I've been reading bits and pieces of this book for month and it was only in the last couple of days that I gathered the energy to finish it all. Let me state the positives of this book succinctly: it starts off excellently, the language is just hard enough but not too hard and the worldbuilding is fascinating. However, considering this is rated just below The Lord of the Rings and The Hobbit as one of the greatest fantasy-sci/fi works of all, I cannot quite see why. I believe that, perhaps, the language is more deceptive than it may appear - because precious little actually takes place within the work in terms of plot narrative.


When the narrative can be summed down to: assassin is kicked out of guild and sets off to explore the earth, then you have a narrative which isn't overly complex. Sure, things happen to our torturer, Severian, but at the same time very little also happens to him. Everything becomes a cycle of: kill new people, find new wonders of the world, sleep with a new girlfriend, rinse, lather, repeat. It's inane in its repetition and the repetition almost made me give this three stars.
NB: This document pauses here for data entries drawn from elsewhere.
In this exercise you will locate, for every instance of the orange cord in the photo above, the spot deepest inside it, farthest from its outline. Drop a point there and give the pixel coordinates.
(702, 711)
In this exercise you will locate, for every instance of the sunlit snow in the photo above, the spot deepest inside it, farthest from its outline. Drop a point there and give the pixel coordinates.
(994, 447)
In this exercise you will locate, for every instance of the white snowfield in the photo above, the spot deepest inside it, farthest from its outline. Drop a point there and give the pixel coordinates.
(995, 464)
But that said, the language is beautifully deceptive, and it was for this reason that I kept that extra star. The language is beautiful enough to distract from the fact that very little actually happens within the novel - very little of any kind of moral or significant depth, that is. Also, the worldbuilding was magnificently set in an Earth that was now Urth - a million odd years into the future, where technology and magic have become almost one and the same. I appreciated that aspect of creating another world setting for the book.
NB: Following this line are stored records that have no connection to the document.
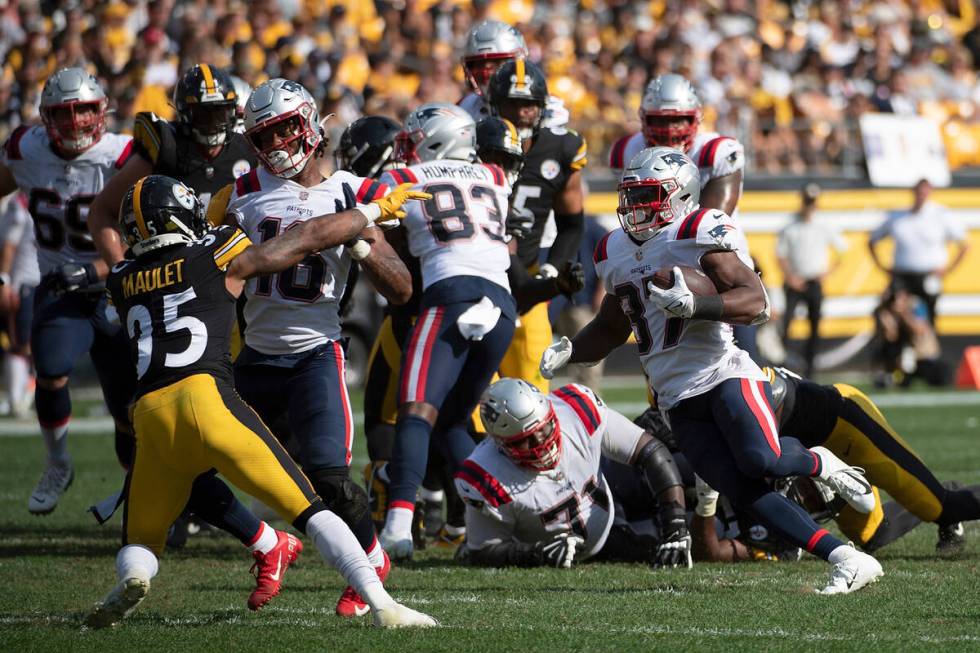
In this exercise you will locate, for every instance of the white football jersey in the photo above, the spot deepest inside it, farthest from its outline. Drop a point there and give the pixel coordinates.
(460, 231)
(15, 227)
(555, 113)
(59, 191)
(681, 358)
(715, 155)
(507, 502)
(297, 309)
Yet, my overall summary is: only read this if you have a desire to complete a list of must-read fantasy books. The language can prove to be a stumbling block to some and aside from the language I could not find any real thematic or moral lessons within the book, which make it a shallow read and not so much of a deep philosophical read for once. But then again, as I said recently, not being able to find such things could also mean that I am not reading the book deeply. Or else, that I felt it was a novel in which I did not need to look overly deeply - being distracted by the language and world as I was.